Abstract
175
Objectives: Peritoneal dissemination is a frequent cause of death in colon cancer and it is particularly hard to improve the survival of patients with late-phase peritoneal dissemination. We have reported that intraperitoneal radioimmunotherapy (ipRIT) using a theranostic agent 64Cu-labeled anti-epidermal growth factor receptor antibody cetuximab was effective to treat peritoneal dissemination of small lesions. We have also reported that PET-guided surgery with this agent using OpenPET system, which has open space for conducting surgery while monitoring objects at high resolution in real-time PET, was useful to detect and resect intraperitoneal large tumor masses of unknown position. Based on these findings, we examined efficacy of combination use of ipRIT and PET-guided surgery with 64Cu-labeled cetuximab, to treat late-phase peritoneal dissemination of colon cancer, in a mouse model.

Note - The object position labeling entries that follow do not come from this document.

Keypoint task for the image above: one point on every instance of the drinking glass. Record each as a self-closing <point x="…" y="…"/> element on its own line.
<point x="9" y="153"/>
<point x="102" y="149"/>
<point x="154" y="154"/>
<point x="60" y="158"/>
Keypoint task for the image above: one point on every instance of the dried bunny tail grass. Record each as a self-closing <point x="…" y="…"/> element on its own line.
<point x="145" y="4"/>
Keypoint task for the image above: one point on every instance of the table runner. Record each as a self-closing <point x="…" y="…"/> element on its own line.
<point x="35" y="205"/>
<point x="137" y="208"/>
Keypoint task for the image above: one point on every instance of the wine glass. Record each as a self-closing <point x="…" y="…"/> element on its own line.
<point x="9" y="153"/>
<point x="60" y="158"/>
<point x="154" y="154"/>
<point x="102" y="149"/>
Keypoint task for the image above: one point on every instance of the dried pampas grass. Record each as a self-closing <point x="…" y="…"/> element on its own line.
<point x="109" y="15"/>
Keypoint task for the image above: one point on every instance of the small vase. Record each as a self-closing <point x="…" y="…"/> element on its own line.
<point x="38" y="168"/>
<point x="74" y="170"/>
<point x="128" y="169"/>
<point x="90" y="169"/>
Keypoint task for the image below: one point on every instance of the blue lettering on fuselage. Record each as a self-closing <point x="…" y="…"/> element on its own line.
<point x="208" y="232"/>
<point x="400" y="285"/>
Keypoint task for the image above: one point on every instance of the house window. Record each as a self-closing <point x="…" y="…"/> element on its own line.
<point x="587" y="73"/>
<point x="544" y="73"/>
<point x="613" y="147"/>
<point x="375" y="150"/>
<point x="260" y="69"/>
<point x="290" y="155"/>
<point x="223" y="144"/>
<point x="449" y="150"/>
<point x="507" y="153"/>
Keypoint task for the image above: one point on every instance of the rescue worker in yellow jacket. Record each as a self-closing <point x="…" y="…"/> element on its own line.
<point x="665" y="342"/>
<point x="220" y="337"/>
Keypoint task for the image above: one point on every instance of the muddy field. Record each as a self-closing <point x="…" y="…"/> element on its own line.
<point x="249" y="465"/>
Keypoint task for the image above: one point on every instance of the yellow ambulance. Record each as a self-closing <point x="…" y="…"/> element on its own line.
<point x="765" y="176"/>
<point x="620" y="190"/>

Methods: Human colon cancer HCT116 cells stably expressing red fluorescent protein (HCT116-RFP) were intraperitoneally injected into a mouse. Four weeks later, mice with late-phase peritoneal dissemination were randomized into 4 groups (n = 8/group). For combination treatment with ipRIT and OpenPET-guided surgery, a therapeutic dose of 64Cu-labeled-cetuximab (22.2 MBq) was ip injected into mice for ipRIT, and OpenPET-guided surgery was performed at 48 h after administration. For comparison purposes, the ipRIT + sham operation, OpenPET-guided surgery-only, or sham operation-only (control) groups were also prepared. For the ipRIT + sham operation group, 64Cu-labeled-cetuximab (22.2 MBq) was injected in a similar manner and the sham operation consisting of resecting only the tumors observed with the naked eye was conducted without OpenPET observation. For the OpenPET-guided surgery-only group, mice were ip administered an imaging dose of 64Cu-labeled-cetuximab (7.4 MBq), and OpenPET-guided surgery was performed at 24 h after the administration.
Results: Combination of ipRIT and OpenPET-guided surgery inhibited tumor growth and extended survival significantly compared to the sham operation-only control (P < 0.05). OpenPET-guided surgery alone and ipRIT with a sham operation slightly extended survival, but the differences were not significant compared to the sham operation-only control.
Conclusions: We demonstrated the efficacy of a combination therapy of ipRIT and PET-guided surgery for late-phase peritoneal dissemination of colon cancer using a mouse model. Our data suggested that this method could provide a novel strategy to treat late-phase peritoneal dissemination from colon cancer.